Con la prospettiva di un aumento di popolazione di 2 miliardi in circa 35 anni, la soluzione comunemente proposta di aumentare ulteriormente la produzione e mantenere la stessa dieta di oggi è alquanto ingenua. Se l’idea è quella di nutrire 9 miliardi di persone con petti di pollo e bistecche di manzo,  allora ci troveremo davanti ad un bivio molto impegnativo: o continuare a mantenere o addirittura aumentare il divario tra chi soffre la fame e chi è malato di diabete; oppure portare il nostro pianeta al suo limite di sopravvivenza. L’intensificazione sostenibile di cui si sente parlare è un vero ossimoro, perchè il sistema agricolo (incluso quello zootecnico) attuale, basato su sistemi intensivi, non è e non sarà mai sostenibile.

come sfamare i 9 miliardi che saremo

Dobbiamo chiederci oggi quale futuro vogliamo domani, non solo per incentivare l’equa distribuzione delle risorse, ma soprattutto per aumentare l’efficenza del nostro sistema alimentare. Forse così, si potranno sfamare i 9 miliardi di persone che saremo, senza peggiorare ulteriormente la precaria salute del pianeta e il benessere degli animali.

Si produce già abbastanza cibo per nutrire tutti. Per chi si occupa di nutrizione e fame nel mondo, questa non è assolutamente una novità. Ma il problema è che una quantità spropositata di questo cibo viene sprecato. Non solo sottoforma di cibo “lavorato” che sicuramente rappresenta la forma di spreco più evidente e conosciuta. Ad esempio in Gran Bretagna, a livello domestico,  si spreca una quantità di carne equivalente a 50 milioni di polli, 1.5 milioni di suini e 100,000 bovini.  

Ma vi è una forma di spreco molto più insidiosa che viene troppo spesso ignorata.

Si tratta del cibo che diamo agli animali negli allevamenti intensivi in forma di mangime: gliene diamo tanto e il risultato che otteniamo in termini di calorie è molto basso. Basti pensare che circa 1/3 della produzione mondiale di cereali viene dato agli animali ammassati in capannoni affinchè diventino carne e latte per le popolazioni dei paesi occidentali. Prendendo in considerazione l’Europa i numeri crescono ancora di più:  il 60% della produzione dei cereali diventa mangime per gli animali.

D’altro canto, per ogni 100 calorie di cereali commestibili, come il mais, dati al bestiame, solo 30 calorie ritornano sottoforma di carne e latte. In questa trasformazione compiuta dagli animali, perdiamo il 70% di calorie, segno, questo, di una conversione inefficiente. Sono cifre impressionanti.

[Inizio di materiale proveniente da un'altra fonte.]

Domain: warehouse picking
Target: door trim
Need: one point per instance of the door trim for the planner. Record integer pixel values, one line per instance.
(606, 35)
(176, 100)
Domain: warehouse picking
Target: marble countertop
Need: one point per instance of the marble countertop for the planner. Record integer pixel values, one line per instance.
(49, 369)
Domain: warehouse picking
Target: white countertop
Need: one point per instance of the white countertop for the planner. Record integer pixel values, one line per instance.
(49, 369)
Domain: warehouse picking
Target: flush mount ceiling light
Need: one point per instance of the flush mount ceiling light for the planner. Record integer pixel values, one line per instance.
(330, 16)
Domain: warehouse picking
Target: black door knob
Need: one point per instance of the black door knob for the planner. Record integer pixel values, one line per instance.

Quindi, se vogliamo un sistema alimentare che sostenga la popolazione in crescita, dobbiamo smettere di sprecare cibo e non intensificare ulteriormente la zootecnia. Aumentare il numero di animali confinati negli allevamenti intensivi peggiorerebbe solamente il problema.

Mangiare meno carne, di animali allevati in modo sostenibile, ad esempio con accesso al pascolo e con ritmi di crescita più lenti, consentirebbe di redistribuire mais e soia, che coltiviamo in gran quantità, tra i futuri abitanti del pianeta.

Purtroppo, in Italia manca a livello di grande pubblico una discussione su questi temi, presente invece in paesi come la Germania, la Gran Bretagna, e, in maniera crescente, persino in un paese conservatore su queste tematiche come la Francia.

Questo deve fare riflettere. Si giunge al paradosso che in Italia persino il mondo ambientalista tende ad ignorare il peso della nutrizione sul futuro del pianeta e della popolazione umana, dando spazio ad una proposta animalista estrema che propone come soluzione al problema diete vegane, creando così un muro contro muro con tutti coloro che potrebbero essere potenziali interlocutori.

Ne consegue che di fatto non esiste pressione alcuna da parte della società civile a cambiare le cose. E quindi -a parte qualche eccezione che conferma la regola- la stragrande maggioranza della politica non solo è sorda a questi temi, ma anzi sostiene in modo perfettamente bipartisan la zootecnia intensiva definendola “fattore di crescita per il nostro paese”.